Os peixes são um signo do zodíaco. E, se os cristãos fizeram do


peixe um dos seus símbolos, é porque ele era também o símbolo
do próprio Cristo. Em grego, peixe, Iktus, é o anagrama da
palavra Cristo. Nesse ideograma, cada uma de suas letras é vista
como a inicial de palavras que traduzem Jesus Cristo, Filho de
Deus, Salvador: I de Iesus, Jesus, k de Kristos, Cristo, T de Theu,
Deus, U de Uios, Filho, S de Soter, Salvador. Daí a presença de
figurações de peixes em monumentos cristãos como pias
batismais, igrejas, túmulos, altares, etc. Hoje, o símbolo anda até
em evangélicos automóveis.

O padre Antônio Vieira pregou aos peixes em São Luís do


Maranhão, em 1654. O Sermão de Santo Antônio, conhecido
como Sermão aos Peixes, é uma obra-prima. Arriscando ser
lançado ao mar ou às piranhas pelos iníquos poderosos, Vieira
pregou-o três dias antes de embarcar ocultamente para Portugal,
afim de procurar remédio para a salvação dos índios injustamente
escravizados. Era mais fácil os peixes ouvirem-no na defesa dos
índios, na denúncia da escravidão e na busca da justiça do que os
escravocratas nos bancos da igreja. Vieira afirma logo no início
do sermão: “…quero hoje, à imitação de Santo Antônio, voltar-
me da terra ao mar, e já que os homens se não aproveitam, pregar
aos peixes. O mar está tão perto que bem me ouvirão. Os demais
podem deixar o sermão, pois não é para eles”.
Quem quiser pode experimentar. Falar aos peixes funciona. É
bom também para compartilhar, verbalizar e confessar pecados.
Os peixes ouvem em silêncio injúrias, elogios, relatos, confissões
e pregações. Não comentam nada com ninguém. Guardam
segredos de confissão, como um padre tradicional do interior. Os
movimentos de suas guelras são, na realidade, um abre fecha de
ouvidos e movimento de orelhas atentas.

Os peixes são a imagem das realidades interiores de cada pessoa.
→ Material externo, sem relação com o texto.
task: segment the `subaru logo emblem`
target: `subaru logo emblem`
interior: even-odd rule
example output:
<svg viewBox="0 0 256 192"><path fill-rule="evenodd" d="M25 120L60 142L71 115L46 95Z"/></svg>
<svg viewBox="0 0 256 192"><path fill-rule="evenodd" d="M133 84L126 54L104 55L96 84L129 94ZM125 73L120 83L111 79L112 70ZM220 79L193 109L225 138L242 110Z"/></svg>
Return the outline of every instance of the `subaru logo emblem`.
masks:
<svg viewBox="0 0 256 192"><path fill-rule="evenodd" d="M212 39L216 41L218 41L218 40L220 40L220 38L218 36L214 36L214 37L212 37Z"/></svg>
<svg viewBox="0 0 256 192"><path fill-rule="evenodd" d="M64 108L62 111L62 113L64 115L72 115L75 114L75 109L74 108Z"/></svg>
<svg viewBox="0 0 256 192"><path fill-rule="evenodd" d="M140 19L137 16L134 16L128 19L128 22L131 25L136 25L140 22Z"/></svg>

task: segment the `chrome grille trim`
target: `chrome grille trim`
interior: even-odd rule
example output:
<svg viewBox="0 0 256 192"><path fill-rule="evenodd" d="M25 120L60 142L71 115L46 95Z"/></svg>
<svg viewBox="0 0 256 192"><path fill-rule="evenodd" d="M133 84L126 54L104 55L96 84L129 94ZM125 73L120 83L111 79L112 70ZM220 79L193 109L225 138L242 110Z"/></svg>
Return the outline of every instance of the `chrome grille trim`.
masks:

Das águas do inconsciente, faltas, fraturas, perdas, gestos
inconfessáveis, conteúdos recalcados emergem, flutuam, vêm à
luz. Às vezes, são necessários cardumes imensos, dependendo do
pecador e dos pecados, para transportá-los à tona. Depois, eles
levam esses conteúdos ao mar. Resolvem o assunto e concluem o
processo. Isso se não forem capturados por alguma pesca
maravilhosa.

Para a mística judaica e cristã, os peixes são capazes de penetrar


na força sagrada dos abismos e revelar seus mistérios. Os sonhos,
as imagens e a emergência do peixe na vida humana evocam esses
conteúdos aparentemente perdidos em águas escuras e profundas.
Eles vêm à tona e pedem para ser entendidos, desembaralhados,
ouvidos, avistados, pescados e saboreados. Comprar e comer
peixes pode ser algo metafísico. Os peixes são um alimento
fecundo e um exemplo adequado. Como o trigo no pão e a uva no
vinho, os peixes estão entre os produtos mais sagrados do
agronegócio.

Na política, a música Peixe Vivo, com mineirices e ensinamentos,


marcou a vida pública do ex-presidente Juscelino Kubitschek.
Hoje, é quase um hino de Diamantina, sua cidade natal. Peixes
trazem tesouros imersos, revelam significados da vida. Ensinam.
Um pouco como na tradicional e bélica cantiga de marujada:
“Quem me ensinou a nadar, quem me ensinou a nadar, foi, foi
marinheiro, foi os peixinhos do mar”.